Hawking, author of what is probably the best-selling though least-understood science text, A Brief History of Time, has been confined to a wheelchair with motor neuron disease.

Like many of his colleagues, Ellis also expects physics to develop what is popularly, though perhaps misleadingly, referred to as “a theory of everything”. The theory would be likely to entail a radical recasting of our understanding of “everything”, from our universe to sub- atomic particles and their behaviour. It would probably in some sense reconcile the predictability of the gravitational motion of bodies on a large scale outlined by Einsteinian relativity with the unpredictability of very small things revealed in quantum theory.

Our descendants are also likely to make important breakthroughs in understanding how it is that we humans learn to do things. From this knowledge, they will be able to develop, among other things, more effective methods of teaching, and improve the usability and design of various technologies.

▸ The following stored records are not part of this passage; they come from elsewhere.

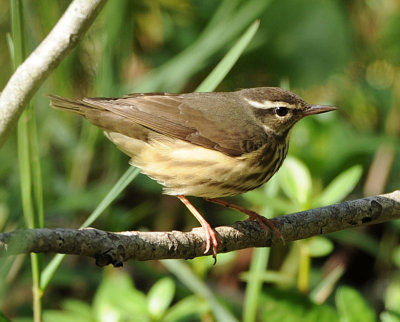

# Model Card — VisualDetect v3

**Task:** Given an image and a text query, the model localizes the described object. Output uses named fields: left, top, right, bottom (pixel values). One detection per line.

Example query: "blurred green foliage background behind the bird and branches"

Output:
left=0, top=0, right=400, bottom=322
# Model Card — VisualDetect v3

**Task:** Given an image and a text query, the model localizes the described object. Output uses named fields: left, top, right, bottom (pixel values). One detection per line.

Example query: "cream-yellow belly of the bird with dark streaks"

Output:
left=108, top=133, right=287, bottom=198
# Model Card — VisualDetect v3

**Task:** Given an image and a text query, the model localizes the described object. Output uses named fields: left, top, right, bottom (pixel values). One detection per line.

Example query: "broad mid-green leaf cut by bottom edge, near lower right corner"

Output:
left=335, top=286, right=376, bottom=322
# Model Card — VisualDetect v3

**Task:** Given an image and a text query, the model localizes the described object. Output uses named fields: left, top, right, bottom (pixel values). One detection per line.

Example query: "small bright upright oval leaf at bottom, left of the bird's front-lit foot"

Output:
left=147, top=277, right=175, bottom=320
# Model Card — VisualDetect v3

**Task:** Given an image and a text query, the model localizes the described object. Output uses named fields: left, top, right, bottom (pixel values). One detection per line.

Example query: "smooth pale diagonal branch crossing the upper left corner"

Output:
left=0, top=0, right=106, bottom=147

The technological spin-offs of these scientific advances will be substantial. But Ellis warns against trying to direct science in such a way as to feed technological development. “The major discoveries are totally unpredictable,” he says.

But Ellis does not believe any technologies our descendants may produce will enable them to communicate effectively with, let alone visit, other life elsewhere in our universe. “There is almost certainly extraterrestrial life, but it is unlikely to be close enough.”

He returns to his broader theme on the limitations of science. “There’s an area into which science simply cannot go. Ethics and aesthetics are beyond science. Not just now, but forever.

“In cosmology, I am probing the origins of our universe. But cosmology cannot tell me why the laws of physics exist or why they are as they are.

“Part of the data about the universe is our own lives. Most of us live lives that are aesthetically or otherwise meaningful. In the end there are two competing hypotheses. You can say that this meaning comes out of nothing and constructs itself. Or you can say that the meaning we see around us – ethics, beauty and the like – is reflective of a deeper, underlying nature of the universe in a way we cannot explain.

“My own view,” says Ellis, “is that there is an underlying reality which we can call ‘transcendence’. Various intimations of it are available to us. Morality, beauty, love – which are all beyond the competence of physics to deal with.”